Bagi saya, kalau perempuan memang sudah setara, tak perlu lagi diadakan kajian-kajian untuk membangun kesadaran dalam diri mereka. Karena seharusnya kesadaran itu telah tertanam dalam hati kita –para perempuan–, kenapa kita harus menuntut kesetaraan kalau kita telah (merasa) setara?. Masalahnya disini adalah perempuan terkesan menuntut kesetaraan hanya pada ranah-ranah strategis yang dipegang oleh laki-laki, sedangkan mereka tidak memperhitungkan atau paling tidak melupakan bahwa ada banyak laki-laki yang bekerja dengan pekerjaan paling kasar dengan upah kecil demi istri mereka (yang hanya menjadi ibu rumah tangga), apa laki-laki tidak berhak menuntut kesetaraan dari perspektif mereka?.
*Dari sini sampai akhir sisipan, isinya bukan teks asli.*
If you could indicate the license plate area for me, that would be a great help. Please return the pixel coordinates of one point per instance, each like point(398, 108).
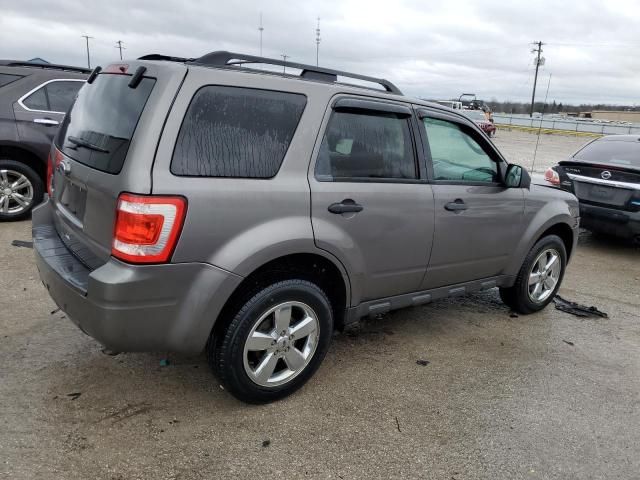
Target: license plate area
point(73, 199)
Namun pandangan saya ini telah berubah total, saat saya tidak lagi mengenal kesetaraan gender, feminisme, atau female leadership melalui materi yang disampaikan pemateri-pemateri yang tidak kompeten dalam bidangnya, utamanya dalam menyampaikan tema yang diangkat. Saya katakan demikian karena mayoritas pemateri hanya menyampaikan penilaian mereka mengenai ketidaksetaraan versi mereka bukan bagaimana bisa (anggapan) ketidaksetaraan itu bisa timbul, berkembang dan diteriakkan dimana-mana, dan secara objektif telah menyudutkan perempuan ke tempat-tempat yang memang disediakan secara khusus; terpencil dan lembab. Dengan begitu tema-tema mengenai perempuan diterima sebagai sebuah penilaian subjektif, dengan alibi pengalaman adalah pelajaran terbaik.
Tiap pemateri memiliki pandangan yang berbeda mengenai kesetaraan, walaupun memang ada beberapa yang nyaris mirip, akibatnya ketidaksetaraan tidak lagi menjadi satu konsep atau wacana, ia menjadi sebuah argumen yang lahir dari banyak orang. Namun dengan menilik persoalan tersebut hanya dari perspektif perempuan akan menanamkan kesadaran seolah-olah ketidaksetaran ini lahir dari maskulinitas laki-laki, bukan ketidak mampuan perempuan untuk bersaing, atau ketidakpercayaan perempuan pada sesama perempuan.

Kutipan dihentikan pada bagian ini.